The first-in, first-out (FIFO) inventory cost method could be used to minimize taxes if prices rose, leading to higher inventory costs and an increase in a company's cost of goods sold (COGS).

The higher inventory costs would lead to a lower reported net income or profit for the accounting period. As a result, the lower net income would mean the company would report a lower amount of profit used to calculate the amount of taxes owed.

Key Takeaways

  • If a company uses the FIFO inventory method, the first items purchased and placed in inventory are the ones that were first sold. 
  • If the older inventory items were purchased when prices were high, FIFO would lead to a higher cost of goods sold and lower net income.
  • Lower net income would mean less taxable income and ultimately, a lower tax expense for that accounting period. 

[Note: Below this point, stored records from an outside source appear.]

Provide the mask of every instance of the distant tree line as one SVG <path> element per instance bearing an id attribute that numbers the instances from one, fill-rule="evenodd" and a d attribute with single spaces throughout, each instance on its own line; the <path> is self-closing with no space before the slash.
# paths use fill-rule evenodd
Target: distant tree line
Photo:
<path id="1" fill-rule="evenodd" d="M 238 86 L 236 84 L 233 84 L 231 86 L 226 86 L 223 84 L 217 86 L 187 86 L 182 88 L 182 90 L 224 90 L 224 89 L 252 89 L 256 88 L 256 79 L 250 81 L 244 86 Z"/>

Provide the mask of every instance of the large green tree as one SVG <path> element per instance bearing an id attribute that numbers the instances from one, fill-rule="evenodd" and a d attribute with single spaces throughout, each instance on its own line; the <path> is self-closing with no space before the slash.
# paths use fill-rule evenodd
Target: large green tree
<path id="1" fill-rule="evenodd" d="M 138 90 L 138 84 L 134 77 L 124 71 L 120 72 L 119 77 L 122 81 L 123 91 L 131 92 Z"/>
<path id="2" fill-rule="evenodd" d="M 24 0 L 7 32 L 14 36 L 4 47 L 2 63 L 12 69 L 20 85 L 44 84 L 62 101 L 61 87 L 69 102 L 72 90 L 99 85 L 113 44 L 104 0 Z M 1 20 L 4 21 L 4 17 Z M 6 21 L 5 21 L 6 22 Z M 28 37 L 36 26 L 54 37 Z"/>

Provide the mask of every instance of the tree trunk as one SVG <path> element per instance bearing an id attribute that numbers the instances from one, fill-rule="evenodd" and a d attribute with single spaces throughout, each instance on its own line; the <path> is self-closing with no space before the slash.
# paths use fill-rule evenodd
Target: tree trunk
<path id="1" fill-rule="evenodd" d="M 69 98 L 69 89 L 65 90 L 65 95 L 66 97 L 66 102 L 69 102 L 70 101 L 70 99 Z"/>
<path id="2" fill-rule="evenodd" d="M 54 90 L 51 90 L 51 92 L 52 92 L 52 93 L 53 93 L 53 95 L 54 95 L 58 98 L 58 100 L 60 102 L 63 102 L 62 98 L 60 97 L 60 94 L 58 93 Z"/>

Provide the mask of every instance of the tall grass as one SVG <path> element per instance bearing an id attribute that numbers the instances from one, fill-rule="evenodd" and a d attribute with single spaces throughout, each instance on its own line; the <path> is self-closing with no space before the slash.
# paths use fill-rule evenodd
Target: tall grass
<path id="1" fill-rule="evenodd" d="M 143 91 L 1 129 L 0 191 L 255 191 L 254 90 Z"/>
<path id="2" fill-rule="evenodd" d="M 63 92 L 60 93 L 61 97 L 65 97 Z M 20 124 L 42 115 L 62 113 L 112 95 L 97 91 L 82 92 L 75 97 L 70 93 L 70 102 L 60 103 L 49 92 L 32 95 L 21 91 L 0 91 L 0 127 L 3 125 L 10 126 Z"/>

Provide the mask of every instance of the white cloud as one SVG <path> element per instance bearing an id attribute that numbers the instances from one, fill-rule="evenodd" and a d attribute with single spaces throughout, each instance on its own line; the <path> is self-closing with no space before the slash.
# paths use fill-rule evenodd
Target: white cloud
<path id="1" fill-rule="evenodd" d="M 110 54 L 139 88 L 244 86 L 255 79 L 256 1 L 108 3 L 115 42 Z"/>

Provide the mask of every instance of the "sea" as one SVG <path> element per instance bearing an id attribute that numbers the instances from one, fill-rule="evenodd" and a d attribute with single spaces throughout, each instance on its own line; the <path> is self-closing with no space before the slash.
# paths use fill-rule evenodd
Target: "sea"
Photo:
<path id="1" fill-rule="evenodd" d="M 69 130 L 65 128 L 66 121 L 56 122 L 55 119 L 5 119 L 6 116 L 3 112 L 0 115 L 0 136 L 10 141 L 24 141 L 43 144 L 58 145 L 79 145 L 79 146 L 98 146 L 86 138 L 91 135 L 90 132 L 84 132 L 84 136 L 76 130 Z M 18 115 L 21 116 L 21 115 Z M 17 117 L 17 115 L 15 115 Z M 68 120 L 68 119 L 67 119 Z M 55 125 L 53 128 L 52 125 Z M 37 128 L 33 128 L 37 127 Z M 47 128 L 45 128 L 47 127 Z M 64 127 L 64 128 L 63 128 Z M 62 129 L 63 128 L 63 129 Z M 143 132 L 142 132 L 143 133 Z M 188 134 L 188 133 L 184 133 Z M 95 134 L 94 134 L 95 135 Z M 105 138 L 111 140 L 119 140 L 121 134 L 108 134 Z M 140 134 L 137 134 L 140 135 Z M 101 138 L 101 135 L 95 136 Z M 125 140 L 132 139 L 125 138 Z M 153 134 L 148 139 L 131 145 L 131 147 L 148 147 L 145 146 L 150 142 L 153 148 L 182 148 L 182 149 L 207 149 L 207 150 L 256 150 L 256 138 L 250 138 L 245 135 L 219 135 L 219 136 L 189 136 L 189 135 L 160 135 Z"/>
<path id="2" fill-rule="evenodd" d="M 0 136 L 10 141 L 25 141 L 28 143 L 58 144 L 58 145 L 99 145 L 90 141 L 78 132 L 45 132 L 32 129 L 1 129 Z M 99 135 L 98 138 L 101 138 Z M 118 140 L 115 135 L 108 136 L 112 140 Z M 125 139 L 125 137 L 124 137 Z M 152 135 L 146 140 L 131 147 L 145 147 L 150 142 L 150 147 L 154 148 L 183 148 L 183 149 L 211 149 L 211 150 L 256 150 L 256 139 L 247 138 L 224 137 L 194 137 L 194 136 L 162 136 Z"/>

Understanding First-in, First-out (FIFO)

When companies generate their financial statements, they must calculate the revenue generated from sales, the costs that went into production (or COGS), and also the profit earned for that time period. A company would take the revenue total and subtract the inventory costs (as well as other expenses), to determine how much profit was earned. 

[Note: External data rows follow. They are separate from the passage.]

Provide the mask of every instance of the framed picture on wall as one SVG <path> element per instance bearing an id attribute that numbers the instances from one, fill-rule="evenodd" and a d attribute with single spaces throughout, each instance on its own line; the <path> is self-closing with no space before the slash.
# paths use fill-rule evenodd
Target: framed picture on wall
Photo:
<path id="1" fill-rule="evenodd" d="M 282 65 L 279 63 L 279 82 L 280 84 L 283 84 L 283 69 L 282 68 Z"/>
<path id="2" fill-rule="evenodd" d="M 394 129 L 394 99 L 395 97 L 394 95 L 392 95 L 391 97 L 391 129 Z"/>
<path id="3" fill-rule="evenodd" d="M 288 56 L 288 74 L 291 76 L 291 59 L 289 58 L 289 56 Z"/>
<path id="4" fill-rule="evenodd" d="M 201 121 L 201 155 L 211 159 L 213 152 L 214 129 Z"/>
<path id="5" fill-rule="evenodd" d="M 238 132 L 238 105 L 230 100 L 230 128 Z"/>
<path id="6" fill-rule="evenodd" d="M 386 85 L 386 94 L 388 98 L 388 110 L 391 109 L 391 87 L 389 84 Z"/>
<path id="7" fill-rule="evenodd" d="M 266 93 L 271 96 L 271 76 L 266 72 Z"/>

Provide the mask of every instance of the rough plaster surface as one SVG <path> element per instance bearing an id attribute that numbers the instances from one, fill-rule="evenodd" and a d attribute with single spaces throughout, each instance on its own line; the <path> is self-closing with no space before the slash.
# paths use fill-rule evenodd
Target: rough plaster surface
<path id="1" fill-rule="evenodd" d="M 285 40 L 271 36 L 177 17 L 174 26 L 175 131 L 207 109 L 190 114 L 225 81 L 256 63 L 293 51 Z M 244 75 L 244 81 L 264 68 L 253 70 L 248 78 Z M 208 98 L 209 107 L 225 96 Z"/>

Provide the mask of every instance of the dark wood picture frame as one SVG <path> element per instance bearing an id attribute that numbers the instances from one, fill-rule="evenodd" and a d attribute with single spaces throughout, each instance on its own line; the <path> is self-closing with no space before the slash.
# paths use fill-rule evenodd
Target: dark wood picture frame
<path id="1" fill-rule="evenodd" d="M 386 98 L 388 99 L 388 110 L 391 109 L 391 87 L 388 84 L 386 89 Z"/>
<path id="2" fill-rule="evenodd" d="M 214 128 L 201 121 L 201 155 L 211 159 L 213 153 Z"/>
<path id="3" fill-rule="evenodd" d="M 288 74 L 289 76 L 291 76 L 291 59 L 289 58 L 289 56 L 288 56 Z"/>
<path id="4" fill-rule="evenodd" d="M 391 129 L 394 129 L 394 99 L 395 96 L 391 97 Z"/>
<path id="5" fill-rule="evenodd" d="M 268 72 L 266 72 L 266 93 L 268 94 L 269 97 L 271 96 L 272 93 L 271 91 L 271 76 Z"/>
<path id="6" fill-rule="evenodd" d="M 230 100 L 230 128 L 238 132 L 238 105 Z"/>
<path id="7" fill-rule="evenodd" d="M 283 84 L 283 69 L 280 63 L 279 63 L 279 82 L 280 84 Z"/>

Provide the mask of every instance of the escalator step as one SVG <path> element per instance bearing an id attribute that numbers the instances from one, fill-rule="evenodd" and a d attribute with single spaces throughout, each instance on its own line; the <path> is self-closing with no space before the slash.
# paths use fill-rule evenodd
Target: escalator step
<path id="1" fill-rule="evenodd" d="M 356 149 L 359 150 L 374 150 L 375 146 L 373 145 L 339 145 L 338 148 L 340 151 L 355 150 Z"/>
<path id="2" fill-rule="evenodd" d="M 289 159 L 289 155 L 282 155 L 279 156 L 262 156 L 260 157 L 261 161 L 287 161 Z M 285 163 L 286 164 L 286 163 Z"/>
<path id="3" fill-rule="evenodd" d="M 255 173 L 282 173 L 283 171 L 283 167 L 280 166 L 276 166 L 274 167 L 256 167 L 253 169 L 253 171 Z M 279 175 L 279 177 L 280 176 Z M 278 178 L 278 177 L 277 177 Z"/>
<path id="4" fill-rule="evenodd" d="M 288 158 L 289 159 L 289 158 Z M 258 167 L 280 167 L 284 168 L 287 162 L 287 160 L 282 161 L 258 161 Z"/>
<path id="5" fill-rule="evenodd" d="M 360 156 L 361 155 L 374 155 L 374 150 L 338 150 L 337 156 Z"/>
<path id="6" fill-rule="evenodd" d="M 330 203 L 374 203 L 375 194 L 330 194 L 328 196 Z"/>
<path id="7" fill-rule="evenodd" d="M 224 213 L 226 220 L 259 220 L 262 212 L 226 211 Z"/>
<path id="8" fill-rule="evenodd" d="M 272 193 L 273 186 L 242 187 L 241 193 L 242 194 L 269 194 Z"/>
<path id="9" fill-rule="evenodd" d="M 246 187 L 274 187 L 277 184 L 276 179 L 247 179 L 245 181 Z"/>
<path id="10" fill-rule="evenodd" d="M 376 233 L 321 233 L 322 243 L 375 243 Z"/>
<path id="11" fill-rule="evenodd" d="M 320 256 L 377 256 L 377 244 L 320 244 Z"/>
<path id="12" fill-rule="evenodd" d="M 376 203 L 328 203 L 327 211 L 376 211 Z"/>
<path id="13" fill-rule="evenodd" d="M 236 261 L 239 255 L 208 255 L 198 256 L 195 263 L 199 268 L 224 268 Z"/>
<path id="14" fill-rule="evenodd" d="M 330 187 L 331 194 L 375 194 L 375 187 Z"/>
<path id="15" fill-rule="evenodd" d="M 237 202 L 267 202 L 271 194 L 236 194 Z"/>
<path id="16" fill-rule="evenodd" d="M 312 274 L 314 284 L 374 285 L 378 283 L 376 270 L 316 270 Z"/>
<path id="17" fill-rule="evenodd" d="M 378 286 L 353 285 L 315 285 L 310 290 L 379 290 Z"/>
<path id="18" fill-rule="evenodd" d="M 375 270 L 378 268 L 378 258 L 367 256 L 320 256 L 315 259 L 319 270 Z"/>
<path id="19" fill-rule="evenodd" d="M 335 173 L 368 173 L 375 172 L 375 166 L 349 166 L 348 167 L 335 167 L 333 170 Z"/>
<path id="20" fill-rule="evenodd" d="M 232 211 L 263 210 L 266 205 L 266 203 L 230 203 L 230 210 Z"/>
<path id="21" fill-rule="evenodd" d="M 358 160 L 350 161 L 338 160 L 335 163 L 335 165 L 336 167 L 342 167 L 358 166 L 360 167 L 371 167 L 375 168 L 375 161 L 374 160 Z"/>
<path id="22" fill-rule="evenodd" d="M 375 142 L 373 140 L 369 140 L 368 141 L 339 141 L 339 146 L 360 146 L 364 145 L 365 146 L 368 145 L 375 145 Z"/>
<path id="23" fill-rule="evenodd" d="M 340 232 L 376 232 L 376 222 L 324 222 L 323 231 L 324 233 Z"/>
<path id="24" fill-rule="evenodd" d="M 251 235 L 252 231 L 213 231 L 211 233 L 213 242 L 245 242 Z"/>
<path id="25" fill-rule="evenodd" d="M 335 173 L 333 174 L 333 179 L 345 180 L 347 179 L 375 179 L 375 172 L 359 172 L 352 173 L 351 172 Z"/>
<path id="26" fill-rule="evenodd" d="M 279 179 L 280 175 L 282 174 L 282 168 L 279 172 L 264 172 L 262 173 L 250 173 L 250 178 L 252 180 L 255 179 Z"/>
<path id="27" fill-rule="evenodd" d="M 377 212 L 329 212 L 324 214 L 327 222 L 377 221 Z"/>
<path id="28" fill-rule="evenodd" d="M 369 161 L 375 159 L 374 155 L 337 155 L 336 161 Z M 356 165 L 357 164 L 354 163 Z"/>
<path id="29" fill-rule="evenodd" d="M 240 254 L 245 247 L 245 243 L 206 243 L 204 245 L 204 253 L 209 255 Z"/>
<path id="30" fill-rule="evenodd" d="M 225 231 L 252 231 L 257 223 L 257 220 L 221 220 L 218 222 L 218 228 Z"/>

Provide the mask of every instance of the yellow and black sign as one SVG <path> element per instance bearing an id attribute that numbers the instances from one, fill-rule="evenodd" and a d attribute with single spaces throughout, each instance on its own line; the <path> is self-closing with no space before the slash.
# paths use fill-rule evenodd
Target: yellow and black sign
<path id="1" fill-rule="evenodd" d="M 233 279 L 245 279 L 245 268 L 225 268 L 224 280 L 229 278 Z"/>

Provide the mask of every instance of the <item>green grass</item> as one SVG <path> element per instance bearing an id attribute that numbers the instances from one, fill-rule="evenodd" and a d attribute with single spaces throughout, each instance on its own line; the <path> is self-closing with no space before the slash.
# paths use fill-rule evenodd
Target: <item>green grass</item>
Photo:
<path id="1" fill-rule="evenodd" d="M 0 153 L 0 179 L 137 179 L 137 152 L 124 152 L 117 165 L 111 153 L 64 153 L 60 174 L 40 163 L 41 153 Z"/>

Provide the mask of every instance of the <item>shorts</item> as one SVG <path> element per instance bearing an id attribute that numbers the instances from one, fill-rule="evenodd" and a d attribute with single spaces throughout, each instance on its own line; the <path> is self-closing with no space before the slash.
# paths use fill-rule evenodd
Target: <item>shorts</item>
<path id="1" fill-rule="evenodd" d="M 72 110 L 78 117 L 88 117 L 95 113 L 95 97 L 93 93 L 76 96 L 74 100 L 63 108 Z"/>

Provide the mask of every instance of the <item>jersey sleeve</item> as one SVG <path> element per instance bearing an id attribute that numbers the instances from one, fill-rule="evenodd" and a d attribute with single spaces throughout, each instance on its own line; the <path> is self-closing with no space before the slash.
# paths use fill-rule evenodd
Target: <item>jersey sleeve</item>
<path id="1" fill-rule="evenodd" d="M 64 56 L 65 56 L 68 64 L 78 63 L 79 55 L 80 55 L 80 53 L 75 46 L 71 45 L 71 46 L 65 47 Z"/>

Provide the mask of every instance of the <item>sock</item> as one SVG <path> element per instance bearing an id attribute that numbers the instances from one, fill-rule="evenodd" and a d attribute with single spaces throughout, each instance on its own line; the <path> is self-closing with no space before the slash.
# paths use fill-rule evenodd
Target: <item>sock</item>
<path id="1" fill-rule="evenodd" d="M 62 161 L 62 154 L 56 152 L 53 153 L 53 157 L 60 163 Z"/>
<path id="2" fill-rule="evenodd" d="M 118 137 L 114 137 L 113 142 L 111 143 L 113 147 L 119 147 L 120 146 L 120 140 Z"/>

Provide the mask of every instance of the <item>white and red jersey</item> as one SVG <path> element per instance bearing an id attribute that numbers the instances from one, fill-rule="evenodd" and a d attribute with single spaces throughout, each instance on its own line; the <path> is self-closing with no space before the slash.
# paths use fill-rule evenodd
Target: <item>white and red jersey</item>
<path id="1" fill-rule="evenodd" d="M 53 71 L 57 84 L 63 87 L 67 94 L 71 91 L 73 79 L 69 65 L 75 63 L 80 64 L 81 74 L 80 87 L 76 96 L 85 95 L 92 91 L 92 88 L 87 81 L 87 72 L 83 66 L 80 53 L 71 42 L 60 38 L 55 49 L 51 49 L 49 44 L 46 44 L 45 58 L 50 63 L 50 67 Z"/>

Companies must determine which items in inventory were used up in generating the sales for that accounting period as well as the costs of those inventory items. If a company uses the FIFO inventory method, the first items that were purchased and placed in inventory are the ones that were first sold. As a result, the inventory items that were purchased first are recorded within cost of goods sold, which is reported as an expense on the company's income statement

In other words, with the FIFO method, the oldest inventory will be used in determining the cost of goods sold. When sales are recorded for the accounting period, the costs of the oldest inventory items are subtracted from revenue to calculate the profit from those sales.

First-in, First-out (FIFO) and Taxes

Although companies want to generate higher profits with each passing year, they also want to reduce their taxable income. If a company's inventory costs rose by 50%, for example, the company would report a lower amount for net income, assuming sales prices weren't increased to counter the higher inventory expense. A lower net income total would mean less taxable income and ultimately, a lower tax expense for the year.

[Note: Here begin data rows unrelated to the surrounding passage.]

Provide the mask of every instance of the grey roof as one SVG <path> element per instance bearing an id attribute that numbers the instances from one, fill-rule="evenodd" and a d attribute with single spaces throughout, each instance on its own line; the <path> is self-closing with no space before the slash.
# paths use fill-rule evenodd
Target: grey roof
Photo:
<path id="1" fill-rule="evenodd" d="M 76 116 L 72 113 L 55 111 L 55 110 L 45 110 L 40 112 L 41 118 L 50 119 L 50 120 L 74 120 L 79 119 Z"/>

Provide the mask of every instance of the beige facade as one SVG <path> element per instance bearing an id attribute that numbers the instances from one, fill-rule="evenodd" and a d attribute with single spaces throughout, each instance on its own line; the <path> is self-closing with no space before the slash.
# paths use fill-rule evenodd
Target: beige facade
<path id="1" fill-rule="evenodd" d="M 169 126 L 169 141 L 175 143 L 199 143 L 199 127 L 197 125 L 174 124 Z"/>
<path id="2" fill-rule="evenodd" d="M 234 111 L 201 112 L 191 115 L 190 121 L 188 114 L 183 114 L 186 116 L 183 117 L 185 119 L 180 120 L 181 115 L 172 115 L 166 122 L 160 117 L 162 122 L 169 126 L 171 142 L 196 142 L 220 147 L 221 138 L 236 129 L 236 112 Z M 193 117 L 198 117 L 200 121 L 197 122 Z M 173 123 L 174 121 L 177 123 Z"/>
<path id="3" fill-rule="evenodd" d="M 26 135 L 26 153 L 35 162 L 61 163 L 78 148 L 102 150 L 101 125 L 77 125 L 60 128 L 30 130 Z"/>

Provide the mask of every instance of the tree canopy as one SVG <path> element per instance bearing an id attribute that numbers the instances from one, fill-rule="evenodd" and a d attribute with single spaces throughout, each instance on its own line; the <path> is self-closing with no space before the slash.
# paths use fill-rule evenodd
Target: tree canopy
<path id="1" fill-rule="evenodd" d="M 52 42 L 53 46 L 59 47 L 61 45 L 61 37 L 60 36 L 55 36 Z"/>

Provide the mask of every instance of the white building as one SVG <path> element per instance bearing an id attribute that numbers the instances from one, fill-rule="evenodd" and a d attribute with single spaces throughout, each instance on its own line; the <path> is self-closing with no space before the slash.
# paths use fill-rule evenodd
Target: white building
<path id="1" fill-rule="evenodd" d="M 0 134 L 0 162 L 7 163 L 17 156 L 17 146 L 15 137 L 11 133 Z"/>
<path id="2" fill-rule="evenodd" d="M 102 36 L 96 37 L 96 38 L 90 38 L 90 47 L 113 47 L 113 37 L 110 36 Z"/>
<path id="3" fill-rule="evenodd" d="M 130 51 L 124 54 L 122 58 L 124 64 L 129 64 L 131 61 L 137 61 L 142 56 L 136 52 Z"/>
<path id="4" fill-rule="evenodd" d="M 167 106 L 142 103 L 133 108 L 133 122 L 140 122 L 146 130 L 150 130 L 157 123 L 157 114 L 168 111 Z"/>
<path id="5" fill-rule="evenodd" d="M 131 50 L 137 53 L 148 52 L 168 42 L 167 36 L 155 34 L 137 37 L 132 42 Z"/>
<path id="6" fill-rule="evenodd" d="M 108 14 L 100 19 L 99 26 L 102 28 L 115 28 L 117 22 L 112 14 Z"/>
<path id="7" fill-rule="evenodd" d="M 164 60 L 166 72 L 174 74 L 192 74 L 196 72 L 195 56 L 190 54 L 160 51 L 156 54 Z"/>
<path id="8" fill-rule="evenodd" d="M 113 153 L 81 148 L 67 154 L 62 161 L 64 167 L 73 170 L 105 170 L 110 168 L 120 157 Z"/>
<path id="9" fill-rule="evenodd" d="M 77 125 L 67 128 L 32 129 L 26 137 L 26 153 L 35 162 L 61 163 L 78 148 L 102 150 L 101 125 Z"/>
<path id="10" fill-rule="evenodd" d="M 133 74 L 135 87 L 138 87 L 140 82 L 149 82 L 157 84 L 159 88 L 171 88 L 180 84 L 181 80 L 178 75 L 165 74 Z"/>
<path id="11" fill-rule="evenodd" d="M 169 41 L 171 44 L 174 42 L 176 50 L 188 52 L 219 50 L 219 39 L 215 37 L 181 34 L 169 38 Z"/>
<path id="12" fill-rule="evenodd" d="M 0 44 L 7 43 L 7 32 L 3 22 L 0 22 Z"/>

If the older inventory items were purchased when prices were higher-than-normal, using the FIFO method would benefit the company since the higher expense total for cost of goods sold would reduce net income and taxable income. The newer, less expensive inventory would be used later, meaning the company would report a higher profit in later accounting periods and a higher taxable income—all else being equal.

Special Considerations

However, prices tend to rise over the long term, meaning that FIFO may not minimize taxes for a company. In a rising-price environment over the long term, the older inventory items would be the cheapest, while the newer, recently purchased inventory items would be more expensive.

FIFO would only minimize taxes in periods of declining prices since the older inventory items would be more expensive than the most recently purchased items.

It's best to consult a tax professional before determining the best methods for reducing taxable income since there are many components that go into calculating a company's tax liability.